Humana’s Bold Goal program, an ambitious effort to address chronic conditions and overall health in its Medicare Advantage population, is making headway in addressing social determinants of health—those factors such as loneliness or nutrition that can affect a person’s health outcomes even if doctors and nurses do everything right.
In its fourth annual report on the program, Humana found that in 5 of the 7 original communities taking part in the Bold Goal initiative, the payer’s Medicare Advantage members reduced their Unhealthy Days in 2018. The program started with the goal that the communities served would be 20% healthier by 2020. While that goal may be out of reach, more than half the communities are making progress.
The Healthy Days standard is a quality-of-life measure designed by CDC that tracks the whole person’s self-reported mental and physical well-being over a 30-day period. The number of Healthy versus Unhealthy Days directly affects the likelihood that a person will be hospitalized and incur higher healthcare costs: Humana’s research shows that each Unhealthy Day translates into 10 hospital admissions per 1000 people, or $15.64 per member per month in additional costs.

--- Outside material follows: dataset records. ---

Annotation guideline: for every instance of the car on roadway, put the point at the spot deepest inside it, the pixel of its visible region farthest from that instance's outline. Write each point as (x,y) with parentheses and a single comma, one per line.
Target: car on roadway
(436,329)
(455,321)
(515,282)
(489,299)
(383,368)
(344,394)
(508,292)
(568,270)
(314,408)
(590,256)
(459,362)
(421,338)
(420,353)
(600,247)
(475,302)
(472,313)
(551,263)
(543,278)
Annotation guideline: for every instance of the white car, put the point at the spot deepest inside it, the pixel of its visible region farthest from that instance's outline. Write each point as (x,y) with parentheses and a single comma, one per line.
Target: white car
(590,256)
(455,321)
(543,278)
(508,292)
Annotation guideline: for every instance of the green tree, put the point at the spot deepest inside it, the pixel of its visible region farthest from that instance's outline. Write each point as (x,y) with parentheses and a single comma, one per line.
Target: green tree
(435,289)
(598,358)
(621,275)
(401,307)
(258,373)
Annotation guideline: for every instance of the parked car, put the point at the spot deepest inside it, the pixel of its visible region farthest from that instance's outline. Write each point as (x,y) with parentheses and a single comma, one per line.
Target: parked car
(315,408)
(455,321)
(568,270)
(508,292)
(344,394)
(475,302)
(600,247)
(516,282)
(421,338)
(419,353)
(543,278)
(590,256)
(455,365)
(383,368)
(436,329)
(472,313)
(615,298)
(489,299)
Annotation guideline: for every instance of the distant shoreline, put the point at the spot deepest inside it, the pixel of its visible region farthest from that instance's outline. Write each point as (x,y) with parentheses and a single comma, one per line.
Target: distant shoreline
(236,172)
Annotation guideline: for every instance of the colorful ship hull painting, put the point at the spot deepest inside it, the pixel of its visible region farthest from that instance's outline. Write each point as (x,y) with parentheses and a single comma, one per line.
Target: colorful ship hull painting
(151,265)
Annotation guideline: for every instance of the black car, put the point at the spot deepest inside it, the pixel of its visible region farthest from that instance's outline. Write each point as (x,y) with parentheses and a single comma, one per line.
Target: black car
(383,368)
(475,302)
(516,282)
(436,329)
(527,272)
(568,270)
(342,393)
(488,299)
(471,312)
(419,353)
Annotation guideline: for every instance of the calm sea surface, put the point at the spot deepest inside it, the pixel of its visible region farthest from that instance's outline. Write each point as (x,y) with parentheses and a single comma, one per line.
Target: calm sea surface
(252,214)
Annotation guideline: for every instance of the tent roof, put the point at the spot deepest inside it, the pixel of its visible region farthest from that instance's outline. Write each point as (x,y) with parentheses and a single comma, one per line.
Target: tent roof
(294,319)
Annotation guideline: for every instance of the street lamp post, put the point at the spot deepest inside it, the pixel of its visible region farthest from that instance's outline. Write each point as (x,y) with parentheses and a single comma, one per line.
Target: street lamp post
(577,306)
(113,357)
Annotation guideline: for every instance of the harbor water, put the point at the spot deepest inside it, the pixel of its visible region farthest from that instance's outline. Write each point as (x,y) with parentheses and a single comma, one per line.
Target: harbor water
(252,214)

Things like not having enough food or companionship fuel Unhealthy Days: Data from Humana show that loneliness can cause a MA member to have an average of 24.4 Unhealthy Days a month; food insecurity can mean an average of 26.6 days.
Humana has learned a few things during the life of this project, according to former chief medical officer Roy A. Beveridge, MD. Behavior change takes time. Patience is essential. “Health does not follow a straight line,” he writes in the report. And partnerships are necessary.
Each community where Humana operates Bold Goal has a program with a local flavor. In Baton Rouge, the mayor’s Health City initiative has pushed to increase residents’ activity and promote healthier eating in a city where 16% of the population lives in an area with limited access to healthy food stores. In New Orleans, a local Health Advisory Board and FitNOLA work to engage healthcare professionals around social determinants of health, and the program works with the American Heart Association on health literacy and advocacy. In a city known for its cuisine, 23.4% are food insecure, and the program has tapped Second Harvest and the Food Bank of Greater New Orleans to fill the void. Here, those with congestive heart failure saw a 9% improvement in their Unhealthy Days.
San Antonio, which was the original Bold Goal city in the Humana program, is now halfway to its 20% healthier goal; since 2015, the MA members here have seen a 9.8% reduction in Unhealthy Days. But Broward County, Florida, has struggled, reporting a 3.6% increase in Unhealthy Days and a rise in depression.
The other communities showing improvement are Baton Rouge and New Orleans, Louisiana; Tampa Bay, Florida; and Knoxville, Tennessee. Louisville, Kentucky, where Humana is based, showed a slight increase in Unhealthy Days from 12.66 to 12.86 per month.
Humana has also committed to screening people for social determinants of health in the 7 communities, and in 2018 screened 500,000. The payer set a new goal of screening 1 million by the end of 2019.
William Shrank, MD, MSHS, who recently became Humana’s new chief medical officer, said the key to increasing the number of Healthy Days is creating a sustainable and scalable integrated model around where patients live.
The key to reducing the number of mentally unhealthy days in Humana’s MA population will come from addressing loneliness, social isolation, and behavioral health needs, said Caraline Coats, vice president, Bold Goal Population Health Strategy. Research has shown that MA clients who have chronic conditions do not do as well if they live alone, and Coats noted that since the 1980s, rates of loneliness in adults over age 45 have doubled. With rising rates of diabetes and obesity, all this fuels rising costs in Medicare.
“The social barriers and health challenges that our Medicare Advantage members and others face are deeply personal,” Shrank said in a statement. “This requires us to become their trusted advocate than can partner with them to understand, navigate and address these barriers and challenges.”